Где-то на двухсотом ударе по носу поползла щекотка — захотелось чихнуть. Гришка строго подумал носу: потом. Нос послушался. На трёхсотом заболели ноги, табуретка — она только с виду удобная. Он переступил тихонько, не сбиваясь. Тело отдельно, счёт отдельно.
Триста двадцать восемь. Триста двадцать девять. Триста тридцать.
Всё.
Гришка открыл глаза, и яркий, шумный, пахнущий дымом мир вернулся. Он, одно за другим, быстро-быстро, выловил яйца ложкой и переложил в миску с колотым льдом. Лёд затрещал. Над миской поднялся тонкий парок.
— Что он делает⁈ — Наташка уже не шептала. — Из кипятка — сразу в лёд!
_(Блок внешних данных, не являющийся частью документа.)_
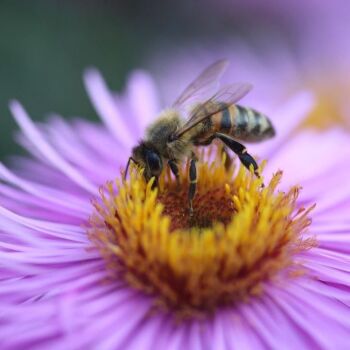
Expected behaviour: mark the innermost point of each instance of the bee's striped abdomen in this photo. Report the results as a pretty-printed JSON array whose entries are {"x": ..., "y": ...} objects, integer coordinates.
[
  {"x": 239, "y": 122},
  {"x": 250, "y": 125}
]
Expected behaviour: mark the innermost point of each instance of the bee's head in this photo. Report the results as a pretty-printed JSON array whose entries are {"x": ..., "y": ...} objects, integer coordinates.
[{"x": 147, "y": 158}]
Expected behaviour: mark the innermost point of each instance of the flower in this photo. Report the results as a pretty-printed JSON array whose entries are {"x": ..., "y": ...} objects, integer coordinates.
[{"x": 56, "y": 290}]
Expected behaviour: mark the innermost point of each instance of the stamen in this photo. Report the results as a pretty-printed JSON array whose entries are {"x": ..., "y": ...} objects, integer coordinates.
[{"x": 239, "y": 237}]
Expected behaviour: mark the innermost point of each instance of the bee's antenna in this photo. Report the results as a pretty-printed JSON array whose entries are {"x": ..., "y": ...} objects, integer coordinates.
[{"x": 127, "y": 166}]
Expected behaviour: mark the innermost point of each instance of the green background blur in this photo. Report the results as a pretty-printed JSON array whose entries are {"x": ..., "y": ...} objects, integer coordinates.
[{"x": 45, "y": 46}]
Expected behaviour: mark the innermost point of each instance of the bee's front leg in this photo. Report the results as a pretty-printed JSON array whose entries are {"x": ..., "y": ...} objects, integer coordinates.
[
  {"x": 246, "y": 159},
  {"x": 175, "y": 170},
  {"x": 193, "y": 182}
]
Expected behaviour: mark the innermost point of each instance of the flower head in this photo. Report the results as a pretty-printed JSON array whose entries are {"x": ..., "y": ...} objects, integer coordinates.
[
  {"x": 58, "y": 290},
  {"x": 238, "y": 236}
]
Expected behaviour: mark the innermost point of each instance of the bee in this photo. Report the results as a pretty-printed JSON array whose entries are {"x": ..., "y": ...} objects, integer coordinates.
[{"x": 171, "y": 138}]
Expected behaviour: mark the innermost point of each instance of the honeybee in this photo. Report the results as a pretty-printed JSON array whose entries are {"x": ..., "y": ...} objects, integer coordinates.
[{"x": 170, "y": 138}]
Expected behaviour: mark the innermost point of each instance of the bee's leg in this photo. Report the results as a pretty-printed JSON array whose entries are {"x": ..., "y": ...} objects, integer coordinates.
[
  {"x": 193, "y": 182},
  {"x": 228, "y": 158},
  {"x": 175, "y": 170},
  {"x": 241, "y": 152}
]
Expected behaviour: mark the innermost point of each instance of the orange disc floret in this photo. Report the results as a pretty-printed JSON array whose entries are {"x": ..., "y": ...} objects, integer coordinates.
[{"x": 240, "y": 236}]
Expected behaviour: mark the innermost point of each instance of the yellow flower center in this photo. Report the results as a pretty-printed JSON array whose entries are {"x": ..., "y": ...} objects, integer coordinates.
[{"x": 241, "y": 235}]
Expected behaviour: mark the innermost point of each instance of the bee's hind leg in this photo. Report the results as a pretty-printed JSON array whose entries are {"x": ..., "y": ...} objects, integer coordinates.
[
  {"x": 193, "y": 182},
  {"x": 175, "y": 170},
  {"x": 246, "y": 159}
]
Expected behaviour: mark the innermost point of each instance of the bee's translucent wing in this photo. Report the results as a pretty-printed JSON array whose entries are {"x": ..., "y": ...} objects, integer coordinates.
[
  {"x": 203, "y": 83},
  {"x": 225, "y": 97}
]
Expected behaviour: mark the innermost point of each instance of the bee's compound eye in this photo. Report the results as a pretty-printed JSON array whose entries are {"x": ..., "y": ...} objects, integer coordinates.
[{"x": 154, "y": 162}]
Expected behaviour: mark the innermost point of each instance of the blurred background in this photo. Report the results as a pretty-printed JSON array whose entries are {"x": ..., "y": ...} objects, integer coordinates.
[{"x": 46, "y": 45}]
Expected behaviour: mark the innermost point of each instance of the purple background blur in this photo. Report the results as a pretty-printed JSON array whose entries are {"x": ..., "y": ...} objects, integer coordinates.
[{"x": 46, "y": 45}]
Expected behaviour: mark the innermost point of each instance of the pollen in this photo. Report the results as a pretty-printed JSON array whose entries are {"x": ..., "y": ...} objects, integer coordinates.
[{"x": 241, "y": 235}]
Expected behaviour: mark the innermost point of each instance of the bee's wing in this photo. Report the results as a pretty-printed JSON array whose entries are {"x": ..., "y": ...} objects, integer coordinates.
[
  {"x": 225, "y": 97},
  {"x": 203, "y": 83}
]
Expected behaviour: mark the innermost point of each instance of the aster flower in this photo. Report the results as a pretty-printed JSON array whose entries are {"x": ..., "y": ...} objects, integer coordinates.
[{"x": 73, "y": 275}]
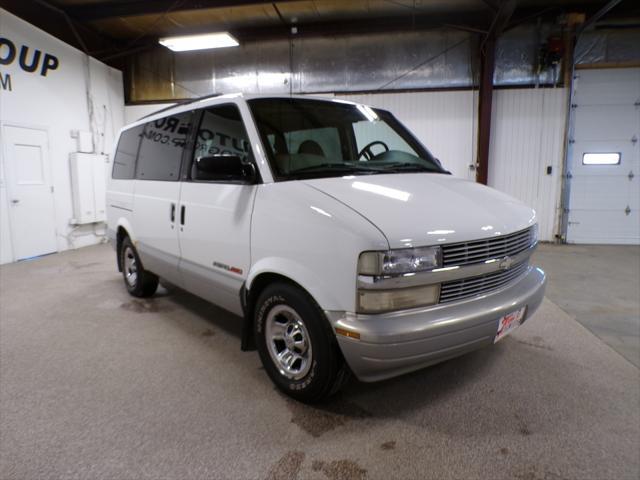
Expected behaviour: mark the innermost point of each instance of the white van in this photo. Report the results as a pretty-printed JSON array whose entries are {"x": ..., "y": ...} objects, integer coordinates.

Зачем⁈
— Чтоб не переварились, — охотно объяснил Гриша в рупор. — Они же горячие, они внутри сами себя варят. А лёд им говорит всё, хватит. — Он подумал и добавил: — Это как Саша нас из бани в сугроб кидал.
Трибуны грохнули. Наташка согнулась пополам, рупор у неё ходил ходуном. Даже Демидов за судейским столом крякнул в бороду.
А Гришка уже не слушал. Начиналось самое страшное.
Он достал первое яйцо из льда и взял его двумя руками, как птенца. Внутри скорлупы оно было готово ровно настолько, насколько надо. Белок только схватился, став нежным и дрожащим, а желток остался жидким золотом. Одно неверное движение — и всё. Порвёшь белок — золото вытечет, останется тебе рваная тряпочка вместо чуда.
Гришка тихонько стукнул яйцом о стол. Скорлупа хрустнула паутинкой.
Дальше работали только пальцы. Он поддел ноготком первый кусочек, нашёл под скорлупой тонкую плёночку — она главная, за неё и тянем. Плёночка пошла, потянула за собой скорлупу. Подушечки пальцев чувствовали каждую трещинку и бугорок. Пальцы у Гришки были маленькие, мягкие, они умели держать крепко, но без силы.
Яйцо дрожало в ладошке как живое.
Он покосился на грустного дядю. Тот стоял над своим сотейником, мешал что-то сливочное, красивое — а руки у него чуть-чуть подрагивали. Дядя сердился, поэтому руки врали ему, как врёт неспокойное сердце. Гришка вздохнул. Такими жёсткими сердитыми пальцами это яйцо не почистить.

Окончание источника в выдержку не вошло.